I just flew into Tel Aviv, and at the moment I’m just hanging out in the airport waiting until I can go and meet my Couchsurfing host for this weekend. I was questioned by security immediately as I stepped off the airplane. I was questioned at passport control. I’ve been questioned three times by different security people during the eight hours I’ve been here.
It’s nothing invasive. Just the basics. “Passport please”. “Where are you going?” “What are you waiting for?” “Why did you take some pictures?” “Where do you live?” They’ve been perfectly polite each time, and they obviously have their eyes on everyone constantly, but otherwise you don’t see these people. Oh, they’re walking around…somewhere, but the airport is perfectly peaceful.
That’s how you do security. Identify potential threats and confront them right away. Don’t have gangs of uniformed, walking ego trips strolling through the departures lounge looking like they should have a job to do.
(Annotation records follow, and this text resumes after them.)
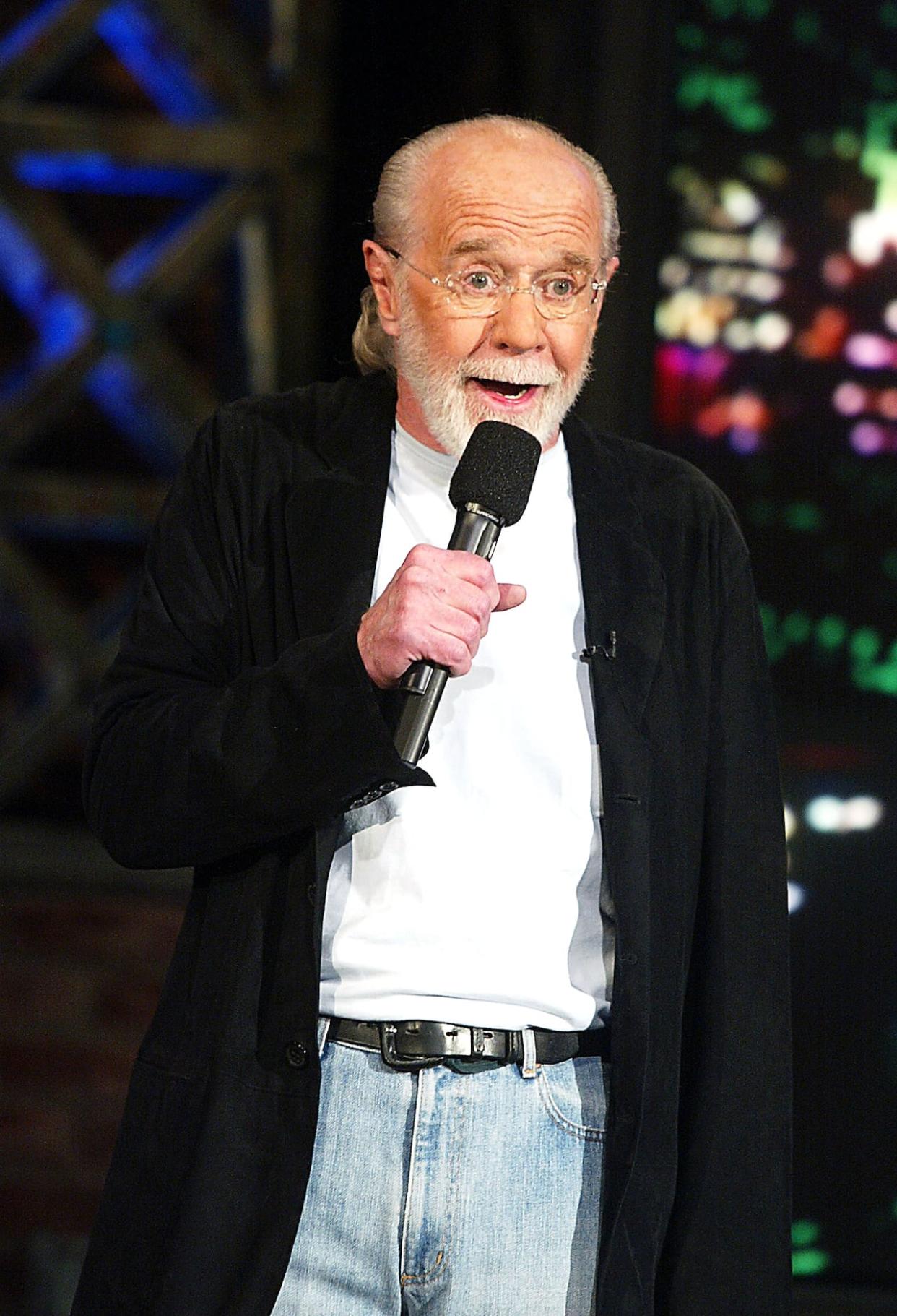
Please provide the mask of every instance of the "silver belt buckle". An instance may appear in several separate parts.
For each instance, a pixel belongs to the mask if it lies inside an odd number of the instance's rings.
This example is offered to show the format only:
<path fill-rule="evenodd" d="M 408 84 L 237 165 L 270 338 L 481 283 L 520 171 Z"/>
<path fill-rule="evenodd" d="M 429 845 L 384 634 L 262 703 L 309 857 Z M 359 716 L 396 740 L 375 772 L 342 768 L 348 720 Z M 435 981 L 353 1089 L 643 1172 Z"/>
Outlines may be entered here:
<path fill-rule="evenodd" d="M 391 1069 L 414 1073 L 418 1069 L 430 1069 L 442 1063 L 442 1055 L 401 1055 L 397 1046 L 397 1024 L 377 1024 L 377 1030 L 380 1033 L 380 1054 Z"/>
Don’t treat everyone the same, because we clearly aren’t. It’s not politically correct, but it works.
What a great city. I came here with no expectations, which I think is usually the best way to go, and I’ve been pleasantly surprised with how comfortable and interesting the place is. Turkey is going to be right near the top of my “I want to go back” list. Still, after a little over five months, I’m ready to leave Europe. Everything here feels familiar now, so it’s time for a change of scenery.
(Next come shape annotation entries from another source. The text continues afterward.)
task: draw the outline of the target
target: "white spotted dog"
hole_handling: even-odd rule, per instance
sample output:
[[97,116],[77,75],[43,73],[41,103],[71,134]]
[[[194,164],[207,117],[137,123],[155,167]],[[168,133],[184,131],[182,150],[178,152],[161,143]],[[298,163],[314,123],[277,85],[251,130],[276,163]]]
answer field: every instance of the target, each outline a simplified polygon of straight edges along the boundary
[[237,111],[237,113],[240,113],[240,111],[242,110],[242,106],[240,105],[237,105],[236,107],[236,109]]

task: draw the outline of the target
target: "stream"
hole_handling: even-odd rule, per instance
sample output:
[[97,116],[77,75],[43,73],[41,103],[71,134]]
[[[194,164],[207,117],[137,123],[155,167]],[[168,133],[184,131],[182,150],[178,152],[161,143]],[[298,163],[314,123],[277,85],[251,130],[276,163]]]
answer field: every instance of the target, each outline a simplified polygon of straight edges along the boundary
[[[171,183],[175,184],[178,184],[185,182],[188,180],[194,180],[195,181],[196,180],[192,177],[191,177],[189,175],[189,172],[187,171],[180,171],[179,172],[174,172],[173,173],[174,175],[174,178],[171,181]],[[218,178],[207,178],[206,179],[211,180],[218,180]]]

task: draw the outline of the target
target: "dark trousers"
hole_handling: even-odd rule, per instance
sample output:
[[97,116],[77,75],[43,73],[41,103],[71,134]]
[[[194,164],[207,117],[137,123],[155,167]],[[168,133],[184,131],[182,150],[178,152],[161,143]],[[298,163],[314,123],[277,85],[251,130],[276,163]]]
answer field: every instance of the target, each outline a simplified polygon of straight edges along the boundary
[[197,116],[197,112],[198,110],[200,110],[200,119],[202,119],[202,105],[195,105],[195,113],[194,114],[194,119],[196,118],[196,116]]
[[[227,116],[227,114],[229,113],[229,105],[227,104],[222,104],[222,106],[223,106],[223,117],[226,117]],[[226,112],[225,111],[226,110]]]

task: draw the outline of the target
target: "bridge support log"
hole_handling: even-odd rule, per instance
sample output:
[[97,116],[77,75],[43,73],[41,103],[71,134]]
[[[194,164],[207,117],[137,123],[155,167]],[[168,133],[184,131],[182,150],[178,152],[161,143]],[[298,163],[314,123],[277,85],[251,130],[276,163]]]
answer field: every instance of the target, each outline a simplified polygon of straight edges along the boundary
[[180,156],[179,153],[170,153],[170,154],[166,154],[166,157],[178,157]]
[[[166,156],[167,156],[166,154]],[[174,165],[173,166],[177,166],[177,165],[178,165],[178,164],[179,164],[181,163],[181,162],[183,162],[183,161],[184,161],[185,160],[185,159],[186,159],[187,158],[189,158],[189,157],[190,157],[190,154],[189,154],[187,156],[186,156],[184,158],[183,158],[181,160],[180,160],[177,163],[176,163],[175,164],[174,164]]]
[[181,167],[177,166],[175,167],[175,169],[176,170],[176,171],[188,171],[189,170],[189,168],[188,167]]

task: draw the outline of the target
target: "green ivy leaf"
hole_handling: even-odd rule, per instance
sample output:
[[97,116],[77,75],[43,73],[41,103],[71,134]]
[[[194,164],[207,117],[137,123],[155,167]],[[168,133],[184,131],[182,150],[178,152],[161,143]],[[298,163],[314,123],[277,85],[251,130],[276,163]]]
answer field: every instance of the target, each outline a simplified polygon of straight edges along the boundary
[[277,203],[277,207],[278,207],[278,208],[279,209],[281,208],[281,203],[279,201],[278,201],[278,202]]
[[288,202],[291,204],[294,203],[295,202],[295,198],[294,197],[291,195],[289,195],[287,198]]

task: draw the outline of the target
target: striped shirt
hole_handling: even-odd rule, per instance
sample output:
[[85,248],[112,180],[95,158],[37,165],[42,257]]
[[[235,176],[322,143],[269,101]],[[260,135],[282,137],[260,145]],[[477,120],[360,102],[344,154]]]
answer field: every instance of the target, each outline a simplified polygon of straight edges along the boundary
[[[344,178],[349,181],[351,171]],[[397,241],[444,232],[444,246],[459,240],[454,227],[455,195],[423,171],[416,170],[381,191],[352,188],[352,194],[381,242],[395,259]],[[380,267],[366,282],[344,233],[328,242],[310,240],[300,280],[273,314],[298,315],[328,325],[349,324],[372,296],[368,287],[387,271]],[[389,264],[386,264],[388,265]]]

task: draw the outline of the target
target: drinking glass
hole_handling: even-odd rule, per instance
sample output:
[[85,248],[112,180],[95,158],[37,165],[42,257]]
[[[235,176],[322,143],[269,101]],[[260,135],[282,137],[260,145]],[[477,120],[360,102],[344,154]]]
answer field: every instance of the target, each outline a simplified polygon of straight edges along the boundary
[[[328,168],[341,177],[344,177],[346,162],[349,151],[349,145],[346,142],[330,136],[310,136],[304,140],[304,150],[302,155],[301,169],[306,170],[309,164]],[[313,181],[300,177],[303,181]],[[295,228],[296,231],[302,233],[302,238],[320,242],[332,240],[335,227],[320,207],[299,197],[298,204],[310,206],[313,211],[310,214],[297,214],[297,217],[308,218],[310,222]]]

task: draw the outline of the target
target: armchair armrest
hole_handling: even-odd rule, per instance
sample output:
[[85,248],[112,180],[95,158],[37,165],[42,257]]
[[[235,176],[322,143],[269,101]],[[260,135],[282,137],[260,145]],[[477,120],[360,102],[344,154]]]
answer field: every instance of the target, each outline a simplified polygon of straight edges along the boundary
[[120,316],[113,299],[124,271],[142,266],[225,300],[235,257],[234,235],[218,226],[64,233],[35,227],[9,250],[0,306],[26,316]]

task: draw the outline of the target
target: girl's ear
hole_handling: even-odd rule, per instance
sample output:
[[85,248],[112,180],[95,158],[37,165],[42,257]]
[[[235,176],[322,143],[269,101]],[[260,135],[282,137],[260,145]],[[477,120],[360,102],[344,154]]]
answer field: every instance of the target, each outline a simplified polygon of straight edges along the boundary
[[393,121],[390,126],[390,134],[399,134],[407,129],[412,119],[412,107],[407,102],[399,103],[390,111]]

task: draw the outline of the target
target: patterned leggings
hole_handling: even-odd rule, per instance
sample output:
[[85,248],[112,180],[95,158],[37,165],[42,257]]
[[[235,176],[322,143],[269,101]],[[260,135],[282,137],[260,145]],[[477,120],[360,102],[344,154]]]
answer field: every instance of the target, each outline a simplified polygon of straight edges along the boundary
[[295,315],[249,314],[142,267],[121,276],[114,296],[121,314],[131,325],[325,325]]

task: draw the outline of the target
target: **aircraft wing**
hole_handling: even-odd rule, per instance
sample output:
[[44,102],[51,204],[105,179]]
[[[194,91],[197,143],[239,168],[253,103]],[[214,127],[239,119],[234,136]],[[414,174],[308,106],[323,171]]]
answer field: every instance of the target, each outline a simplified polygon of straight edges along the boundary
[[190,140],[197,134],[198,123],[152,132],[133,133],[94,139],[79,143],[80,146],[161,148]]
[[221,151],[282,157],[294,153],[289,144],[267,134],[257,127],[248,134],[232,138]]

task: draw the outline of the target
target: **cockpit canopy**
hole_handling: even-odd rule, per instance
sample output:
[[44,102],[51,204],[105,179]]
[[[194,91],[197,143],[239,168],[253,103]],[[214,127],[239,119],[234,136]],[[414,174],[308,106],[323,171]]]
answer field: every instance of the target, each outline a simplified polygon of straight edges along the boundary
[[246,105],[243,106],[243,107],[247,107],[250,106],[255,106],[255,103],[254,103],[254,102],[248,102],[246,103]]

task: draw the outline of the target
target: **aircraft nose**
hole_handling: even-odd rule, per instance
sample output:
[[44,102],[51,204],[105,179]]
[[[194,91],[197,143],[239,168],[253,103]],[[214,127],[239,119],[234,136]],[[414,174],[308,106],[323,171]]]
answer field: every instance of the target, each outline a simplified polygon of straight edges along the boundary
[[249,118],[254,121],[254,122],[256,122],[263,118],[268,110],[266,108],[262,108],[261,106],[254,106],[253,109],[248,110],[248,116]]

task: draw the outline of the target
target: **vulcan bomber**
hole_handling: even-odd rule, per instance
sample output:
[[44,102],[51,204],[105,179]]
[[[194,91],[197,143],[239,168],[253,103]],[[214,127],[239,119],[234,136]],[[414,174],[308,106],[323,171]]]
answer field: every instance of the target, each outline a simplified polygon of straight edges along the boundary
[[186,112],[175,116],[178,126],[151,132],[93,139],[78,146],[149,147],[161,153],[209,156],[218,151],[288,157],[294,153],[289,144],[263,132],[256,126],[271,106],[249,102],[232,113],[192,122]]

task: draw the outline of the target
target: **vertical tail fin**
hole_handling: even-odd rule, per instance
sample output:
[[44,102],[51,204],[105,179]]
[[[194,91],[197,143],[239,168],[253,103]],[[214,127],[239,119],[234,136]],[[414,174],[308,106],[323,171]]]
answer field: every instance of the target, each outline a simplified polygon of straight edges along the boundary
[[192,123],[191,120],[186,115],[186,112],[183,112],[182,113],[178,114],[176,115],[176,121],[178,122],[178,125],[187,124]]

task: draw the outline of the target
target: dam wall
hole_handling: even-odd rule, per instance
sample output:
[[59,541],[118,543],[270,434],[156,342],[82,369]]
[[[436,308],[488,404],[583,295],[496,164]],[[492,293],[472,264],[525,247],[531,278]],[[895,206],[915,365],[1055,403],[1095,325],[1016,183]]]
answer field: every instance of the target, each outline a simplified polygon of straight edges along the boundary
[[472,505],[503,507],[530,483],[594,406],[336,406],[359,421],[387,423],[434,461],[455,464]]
I’ve also been really glad to be back in a hostel again after a couple of weeks of almost completely solo travel. The Greek islands and Southwest Turkey were nice, but having to stay alone in cheap hotels has made me appreciate how good it feels to have some company around. They may start out as strangers, but hostel friendships are made quickly. It’s amazing to see how little time it takes for people to connect. This whole experience has certainly made me feel more open to that process than I ever was at home.
At this stage I’m ready to stop travelling alone. It’s been a great experience, but I find more and more than I want to be able to share it. Meeting new friends for a few days is fun and exciting, but nothing compares to the connection we feel with relationships that are years or decades old. I’ve always known that in my mind, but actually experiencing it has been so important.
One last thing for now. Dragging a broken heart around the world is not something I recommend. Do avoid it if you can.
Even though I haven’t been listening to new tracks for a few months, I honestly can’t imagine anything supplanting Darren Porter’s “Spellbound” as my favourite track of 2013. A bit of that classic Trance sound and a lot of modern energy, but without losing the emotional side. There’s nothing like uplifting Trance :)
It’s 2014 and I’m still travelling. It’s been a long time since Ireland, my last post here. Since then I’ve been through Scotland, Northern England, flew to Ibiza, visited Barcelona and the Cote d’Azur, Paris, Vimy Ridge, Holland, Germany, Vienna, and Budapest. I found some great new friends in the Balkans, went to Italy, and I’ve spent the last two weeks in Greece with family.
It’s been an amazing trip so far. Lots of great times, and down days. I certainly haven’t felt like writing very much over the past few months, and I’m not sure yet how much I’ll want to write in the months ahead.
Moving constantly can be exciting, but it’s gotten tiring lately, and the idea of looking up more travel routes, hostels and hotels, countries and places to see…it’s not as appealing now as when I started. By the time I leave Greece in almost a week I’ll have been away from home and mostly on my own for five months. I’m not ready to go back yet, but I can feel that desire creeping in. I think that eventually, I’ll want to go home more than I’ll want to keep travelling, which was my entire goal in the first place.
Travelling alone makes one realize how important it is to have people around one cares for. Places can be amazing, interesting, and beautiful, but are ultimately empty. Travelling can be fun, exciting, and inspiring, but happiness is only found in friends, family, and loved ones.